Try   HackMD

Superscalar out-of-order RISC-V capable of booting Linux

林志懋

Make soomrv support RISC-V rv64 execution.

Todo

  • uOPs definition

Frontend:

  • Inst fetch
  • Decoder
  • Rename
  • Branch prediction logic

Execution:

  • Isssue Queue
  • Operand collect
  • ALU
  • Branch
  • CSR

Decode

Since the implementation of the fetch stage is tighlty coupled with the memory subsystem, I will skip that part for now. The decode stage mainly produces two info, one being the decoded internal representation, D_UOp, and one for special instructions that change the control flow like wfi, ecall Adding rv64 instructions won't change the latter.
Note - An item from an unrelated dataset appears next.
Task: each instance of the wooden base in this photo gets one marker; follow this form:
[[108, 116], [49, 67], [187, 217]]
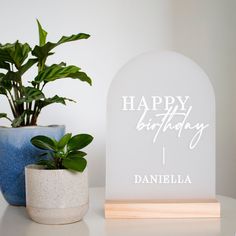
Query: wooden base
[[162, 209]]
Changes have been committed to commit.

Rename

For every valid decode uOPs, D_UOps, the rename module will allocate a ROB entry for it, specified by the sequence number SqN. At the same time, the result of the source operands validity will be checked by RenameTable or register alias table (RAT). Sources that are already present in the physical register will be marked valid in the output R_UOp (availA, availB, availC) and the index into the ROB are also stored in the uop.

IssueQueue

Rename module will enqueue decoded R_UOps into one of the IssueQueues.
R_UOps that reside in the queue will update source availability every cycle. When the instruction is ready, it will be issued to its target funcitonal unit.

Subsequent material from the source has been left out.